The other new kid on the block, lorcaserin (Belviq), contains just a single active drug that works along the same general serotonin pathway as the SSRIs and topiramate; lorcaserin does its stuff by increasing the density of specific serotonin receptors along the synapse. Indeed, for all the drugs that work the serotonin beat, the mechanism to increase serotonin varies substantially—which is logical since weight gain, not weight loss, is common with the Prozac-family of SSRIs.

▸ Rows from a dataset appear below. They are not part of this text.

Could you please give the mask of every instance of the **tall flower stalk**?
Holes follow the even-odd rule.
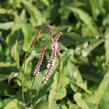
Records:
[[[51,53],[51,57],[48,60],[48,64],[47,64],[47,72],[45,73],[43,79],[42,79],[42,83],[46,83],[46,81],[48,80],[49,76],[50,76],[50,72],[52,71],[52,68],[55,64],[55,57],[56,54],[58,52],[58,42],[57,40],[59,39],[59,37],[62,35],[62,32],[59,32],[53,39],[52,39],[52,53]]]
[[[33,75],[38,75],[39,74],[40,67],[41,67],[41,65],[43,63],[43,58],[44,58],[44,53],[45,53],[46,47],[47,47],[47,43],[42,48],[42,52],[40,54],[39,61],[38,61],[37,65],[36,65],[36,67],[34,69]]]

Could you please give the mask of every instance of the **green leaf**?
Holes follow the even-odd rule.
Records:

The benefit of Qsymia and Belviq is modest but durable: For Qsymia, two trials that went a full year showed that patients had an average weight loss of about 8% (16 pounds for 200 pound person) compared to placebo. Not bad. Plus people who were destined to benefit showed response early—within 12 weeks. For Belviq, the weight loss was about 4 percent but also was durable to a year. In all studies, the pills are given in a combination with a careful diet and more exercise.
In addition to the pills, bariatric surgery—the high-end word of stomach stapling—is proving its value. With this approach, a person’s stomach capacity is physically shrunk and, with Clockwork Orange vividness, the patient learns to stay away from the big meal. Or else. The bariatric approach was shown effective in two New England Journal of Medicine articles earlier this year (here and here). In these studies, a surgeon’s scalpel proved superior to will power, lifestyle changes, self-esteem, and the rest of the self-help world’s greatest hits. In fact it wasn’t even close: the people who received surgery lost about 20 kilograms (44 pounds) more than those who gave it the old college try.
These advances are important for several reasons. First, the drugs should improve the health of countless people (assuming there isn’t a curveball side effect waiting to emerge). Second, treating obesity is likely to save the health-care system money. But most important, the work performs a critical task: it serves to pull obesity out of the realm of moral failing and into the arid, less dramatic, but thankfully more reality-based, world of medical disease. To control this particular epidemic, it is essential to leave the Sunday school view of obesity behind. Whatever mix of genetic, environmental, societal, economic, and psychological factors one sees as contributory, the facts are these: obesity is a serious and lethal medical condition.
Consigning obesity to the medical world places it on equal footing with other major American killers such as AIDS, cancer, and heart disease, and re-balances risk and benefit. In the world of science, numbers and tests and clinical trials are the coin of the realm, not tips on how to resist that extra slice of cake. Obesity isn’t sketchy, it’s a disease. Only here, free from sermons and bromides, can real progress to control obesity be made.